Reformationsjubiläen und Lutherjahre sind der Ursprung der heute um sich greifenden Jahrestaghistoriografie. Kirchenintern wie politisch hatten sie meist beachtliche Bedeutung, aber eine die Gräben überwindende Kraft entfaltete bislang wohl keines. Nicht selten erhielt das Gedenken sogar den Anstrich ideologischer Zuspitzung: eine feldgraue Färbung zum 400. Reformationsjubiläum 1917, eine braune zu Luthers 450. Geburtstag 1933. Fünfzig Jahre später versuchte es die DDR-Führung mit roter Tünche.

Gediegene Festtagsroutine darf 2017 schon wegen dieser belasteten Traditionen nicht aufkommen, die wunden Punkte bedürfen einer kritischen Auseinandersetzung. Nur dann kann das 500. Reformationsjubiläum über Versöhnungsgesten hinaus einen Beitrag leisten. Das verlangt viel, schließlich stehen Katholiken und Protestanten vor der ungeheuren Aufgabe, ausgerechnet dort nach Gemeinsamkeiten zu suchen, wo die Trennung begann.

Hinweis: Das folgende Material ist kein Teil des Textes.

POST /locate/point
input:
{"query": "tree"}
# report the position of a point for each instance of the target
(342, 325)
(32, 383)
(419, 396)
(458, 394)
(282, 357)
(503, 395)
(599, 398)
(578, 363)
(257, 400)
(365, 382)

Noch dazu bleibt die Gestalt Martin Luthers ein „Stein des Anstoßes“. Der Streit der Konfessionen war jahrhundertelang nicht zuletzt ein Streit um sie. Auch 2017 wird man sich sehr unterschiedlich auf Luther berufen und ihn entsprechend divergierend interpretieren. Entscheidend wird sein, dass man vom historischen Luther, einem Mann des Widerspruchs und Gegensatzes, nicht erwarten darf, unser Programm der Ökumene und gesellschaftlichen Integration zu legitimieren. Die Konsequenzen aus der Geschichte müssen wir schon selbst ziehen und verantworten.

„Das vornehmste Bestreben der Welt sei darauf gerichtet, keines Herkules zu bedürfen“, schrieb Friedrich Hebbel. Weder schallende Hammer- noch dumpfe Keulenschläge können die Orientierung geben – das geistige Ereignis des zeitlos frommen Luther dafür umso mehr. Wenn das Gewissen in der Bindung an Gottes Gebote die letzte irdische Instanz ist, dann hat das Konsequenzen, die weit über die persönliche Lebensgestaltung hinausreichen. Gelänge es, damit den dringend vermissten ethischen Rahmen für unsere säkular gewordene Welt deutlicher zu konturieren, dann hätte sich das Nachdenken über Reformation und Luther gelohnt.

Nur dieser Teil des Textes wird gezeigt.